Voici pour la structure du roman : mais quel rapport y-a-t'il en "Sexe, mutilation, assassinat et mort accidentelle" et la nature de l'Univers. On peut voir les personnages principaux, Travis, Talbot, Traven, Tallis, Talbert, Travers, comme les incarnations d'un même individu original dans des univers ayant récemment bifurqué. Ils occupent tous des univers qui sont centrés sur le surréalisme, la mutilation et la science-fiction kitsch des années soixante. Les accidents de voiture et les morts accidentelles de vedettes du cinéma, la description de petits détails de l'anatomie, des éléments minuscules, tellement isolés de leur contexte qu'ils en sont presque méconnaissables, agrandis à une taille gigantesque, montrés sur des panneaux géants, dans un paysage dévastation ordinaire, Les faubourgs de Londres la nuit sous la pluie, formant l'équivalent au vingtième siècle des roues de charrette montées sur des poteaux dépeints dans "Le Triomphe de la Mort" de Brueghel et dans les cauchemars de Bosch. Les événements ont leur signification, mais c'est fugitif; il y a une logique, mais elle est cachée dans la nature sectionnelle du récit comme nous voyons le temps intemporel et paradoxal suggéré par les fourches différentes de l'univers originel qui a fait naître Travis, -ers, - en et le TalBert, -bot, -lis, comme dans un de ces jeux où l'on substitue une lettre à la fois et pour transformer un mot en un autre au travers d'une série d'autres mots intervenants suggérant des connexions tangentielles, rémanences de signification, par l'ordre de leurs lettres.

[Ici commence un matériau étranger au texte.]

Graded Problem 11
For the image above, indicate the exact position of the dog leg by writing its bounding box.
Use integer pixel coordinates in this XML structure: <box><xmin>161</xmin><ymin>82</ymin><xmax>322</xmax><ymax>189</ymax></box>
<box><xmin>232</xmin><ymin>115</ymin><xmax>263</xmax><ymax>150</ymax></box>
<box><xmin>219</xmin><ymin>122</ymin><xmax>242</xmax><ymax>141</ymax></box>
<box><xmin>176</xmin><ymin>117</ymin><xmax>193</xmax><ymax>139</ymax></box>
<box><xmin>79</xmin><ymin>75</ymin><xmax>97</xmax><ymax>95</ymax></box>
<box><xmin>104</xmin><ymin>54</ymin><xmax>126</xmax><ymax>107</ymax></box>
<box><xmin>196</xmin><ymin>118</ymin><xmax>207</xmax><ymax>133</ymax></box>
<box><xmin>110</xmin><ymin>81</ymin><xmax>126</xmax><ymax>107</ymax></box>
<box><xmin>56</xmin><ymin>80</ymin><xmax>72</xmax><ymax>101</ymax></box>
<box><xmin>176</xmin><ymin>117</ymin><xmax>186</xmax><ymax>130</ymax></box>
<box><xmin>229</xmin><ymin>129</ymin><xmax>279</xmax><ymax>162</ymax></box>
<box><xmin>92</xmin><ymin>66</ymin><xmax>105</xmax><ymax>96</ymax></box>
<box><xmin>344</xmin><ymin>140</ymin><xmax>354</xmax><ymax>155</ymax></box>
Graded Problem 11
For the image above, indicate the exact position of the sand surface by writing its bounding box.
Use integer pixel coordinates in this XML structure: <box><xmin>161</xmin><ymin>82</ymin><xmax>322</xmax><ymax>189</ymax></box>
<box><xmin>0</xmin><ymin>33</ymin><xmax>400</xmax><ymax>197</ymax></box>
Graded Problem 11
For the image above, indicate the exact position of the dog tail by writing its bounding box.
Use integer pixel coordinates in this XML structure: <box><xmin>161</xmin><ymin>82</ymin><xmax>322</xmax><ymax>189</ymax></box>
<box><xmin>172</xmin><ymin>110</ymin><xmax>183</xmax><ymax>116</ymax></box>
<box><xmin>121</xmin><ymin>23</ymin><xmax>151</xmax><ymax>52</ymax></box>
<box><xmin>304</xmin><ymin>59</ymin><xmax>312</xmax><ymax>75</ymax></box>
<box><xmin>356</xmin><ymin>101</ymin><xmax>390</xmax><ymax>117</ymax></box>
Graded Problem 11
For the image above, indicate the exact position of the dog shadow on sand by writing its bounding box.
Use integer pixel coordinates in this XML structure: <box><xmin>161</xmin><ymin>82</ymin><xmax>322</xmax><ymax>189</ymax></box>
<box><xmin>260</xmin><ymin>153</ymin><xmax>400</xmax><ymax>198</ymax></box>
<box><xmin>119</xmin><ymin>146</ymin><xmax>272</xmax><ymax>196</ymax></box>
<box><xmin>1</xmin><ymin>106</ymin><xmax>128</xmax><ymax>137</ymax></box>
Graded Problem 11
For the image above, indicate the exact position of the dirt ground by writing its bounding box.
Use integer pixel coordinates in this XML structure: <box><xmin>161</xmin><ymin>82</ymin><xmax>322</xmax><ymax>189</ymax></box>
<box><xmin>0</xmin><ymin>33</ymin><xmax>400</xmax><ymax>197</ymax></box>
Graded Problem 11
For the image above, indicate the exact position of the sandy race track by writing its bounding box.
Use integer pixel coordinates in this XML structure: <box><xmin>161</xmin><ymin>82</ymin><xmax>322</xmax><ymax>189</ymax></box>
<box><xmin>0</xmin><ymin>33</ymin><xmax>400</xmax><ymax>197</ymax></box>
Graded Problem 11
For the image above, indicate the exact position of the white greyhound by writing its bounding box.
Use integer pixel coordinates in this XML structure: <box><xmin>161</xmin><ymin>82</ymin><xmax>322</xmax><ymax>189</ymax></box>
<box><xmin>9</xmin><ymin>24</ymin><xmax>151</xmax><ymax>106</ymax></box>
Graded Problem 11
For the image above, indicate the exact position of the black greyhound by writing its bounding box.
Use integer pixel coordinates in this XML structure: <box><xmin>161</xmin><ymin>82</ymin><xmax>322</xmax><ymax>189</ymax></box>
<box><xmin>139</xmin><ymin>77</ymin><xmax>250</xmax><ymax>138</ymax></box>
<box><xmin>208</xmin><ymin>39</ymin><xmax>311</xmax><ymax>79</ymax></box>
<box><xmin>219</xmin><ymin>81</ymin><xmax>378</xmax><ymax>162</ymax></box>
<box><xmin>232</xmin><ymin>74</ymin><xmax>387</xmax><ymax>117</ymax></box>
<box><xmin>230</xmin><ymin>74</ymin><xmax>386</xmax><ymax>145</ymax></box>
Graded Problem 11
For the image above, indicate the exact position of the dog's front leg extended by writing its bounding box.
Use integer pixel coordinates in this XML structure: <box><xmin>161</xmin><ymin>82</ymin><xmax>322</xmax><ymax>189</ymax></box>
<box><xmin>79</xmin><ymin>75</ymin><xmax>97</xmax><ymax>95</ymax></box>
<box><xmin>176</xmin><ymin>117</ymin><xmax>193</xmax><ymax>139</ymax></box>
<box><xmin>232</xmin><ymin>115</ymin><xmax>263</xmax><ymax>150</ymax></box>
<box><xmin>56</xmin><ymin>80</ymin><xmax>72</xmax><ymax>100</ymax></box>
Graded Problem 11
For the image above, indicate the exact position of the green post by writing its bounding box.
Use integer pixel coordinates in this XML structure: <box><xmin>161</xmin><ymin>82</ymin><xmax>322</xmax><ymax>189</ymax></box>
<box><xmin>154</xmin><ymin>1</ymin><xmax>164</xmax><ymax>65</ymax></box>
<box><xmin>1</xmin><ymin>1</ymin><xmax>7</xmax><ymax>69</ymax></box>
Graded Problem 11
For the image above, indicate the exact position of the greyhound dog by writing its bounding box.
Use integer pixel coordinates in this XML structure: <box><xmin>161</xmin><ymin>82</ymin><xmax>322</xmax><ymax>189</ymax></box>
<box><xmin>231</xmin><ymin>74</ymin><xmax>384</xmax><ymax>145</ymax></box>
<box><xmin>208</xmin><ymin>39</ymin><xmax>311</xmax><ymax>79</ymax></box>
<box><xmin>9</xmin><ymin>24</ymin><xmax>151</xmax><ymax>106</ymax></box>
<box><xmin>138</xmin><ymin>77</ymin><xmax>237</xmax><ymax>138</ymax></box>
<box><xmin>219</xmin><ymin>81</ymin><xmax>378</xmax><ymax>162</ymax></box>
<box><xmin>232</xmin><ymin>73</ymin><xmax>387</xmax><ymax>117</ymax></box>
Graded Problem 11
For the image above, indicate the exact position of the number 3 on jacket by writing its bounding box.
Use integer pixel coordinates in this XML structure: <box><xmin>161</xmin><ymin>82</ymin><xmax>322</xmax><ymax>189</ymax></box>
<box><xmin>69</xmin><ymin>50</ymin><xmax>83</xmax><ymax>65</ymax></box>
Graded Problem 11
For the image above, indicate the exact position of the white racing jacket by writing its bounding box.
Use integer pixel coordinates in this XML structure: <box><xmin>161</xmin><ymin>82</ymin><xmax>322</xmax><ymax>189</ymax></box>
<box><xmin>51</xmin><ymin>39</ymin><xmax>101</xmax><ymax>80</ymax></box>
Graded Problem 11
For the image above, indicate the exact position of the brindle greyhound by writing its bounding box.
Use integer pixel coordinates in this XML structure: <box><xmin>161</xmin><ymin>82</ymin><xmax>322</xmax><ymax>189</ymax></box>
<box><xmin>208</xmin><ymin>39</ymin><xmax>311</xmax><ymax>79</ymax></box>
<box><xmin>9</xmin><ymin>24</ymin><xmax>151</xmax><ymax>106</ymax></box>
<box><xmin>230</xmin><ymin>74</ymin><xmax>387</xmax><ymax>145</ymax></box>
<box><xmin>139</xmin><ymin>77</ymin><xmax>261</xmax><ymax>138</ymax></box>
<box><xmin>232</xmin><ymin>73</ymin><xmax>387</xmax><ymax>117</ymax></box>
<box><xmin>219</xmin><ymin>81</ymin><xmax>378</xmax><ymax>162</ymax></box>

Le travail est dense et impossible de récapituler : il n'y a aucun complot à décrire, rien à abstraire, même la citation déforme l'oeuvre parce que son effet réside dans le fait d'être lui-même. Il doit être lu comme un témoignages de ténèbres existentielles illuminées par des parallèles inattendues, par exemple :

Syndicat des Accidentés. Á la suggestion de la jeune femme, Travis était devenu membre du S.A., et à l'instar d'une trentaine de femmes mariées pratiquait la simulation de blessures. Plus tard, ils iraient faire des démonstration avec l'équipe de la Croix-Rouge. Tous les dégâts cérébraux et les hémorragies abdominales consécutifs aux accidents d'automobile pouvaient être "mis en scène" en moins d'une demi-heure, à l'aide de différentes résines colorées. Les brûlures par radiation pour être convainquantes exigaient une préparation soignée susceptible de nécessiter trois ou quatre heures de maquillage. Pour faire le mort, en revanche, il suffisait de se coucher à plat-ventre. Plus tard, dans leur appartement surplombant le zoo, Travis se lava mains et visage afin d'effacfer les blessures. Cette curieuse pantomime, mêlée à l'odeur aigre et répugnante montant, par la nuit d'été, des cages toutes proches, semblait n'avoir d'autre signification que de procurer la paix à ses deux compagnons...

Et plus tard :

Préceptes Orgasmiques. (1) Le transit disgracieux de la passagère se rapprochant de la portière; (2) la conjonction d'une tige d'aluminium et du volume de ses cuisses; (3) l'écrasement de son sein gauche contre le montant de la portière, son rétablissement lorsqu'elle lança ses jambes vers le sol sablonneux; (4) la superposition de ses genoux et de la face métallique de la portière; (5) l'effacement ellipsoïdal de la poussière lorsque sa hanche effleura l'aile avant; ... (11) la sueur recouvrant la peau d'une pellicule humide dans l'échancrure de son corsage; (12) la saillie et l'inclinaison de son pubis quand elle se glissa sur le siège du conducteur; (13) la rencontre de ses cuisses et du volant; (14) le mouvement de ses doigts sur les boutons chromés.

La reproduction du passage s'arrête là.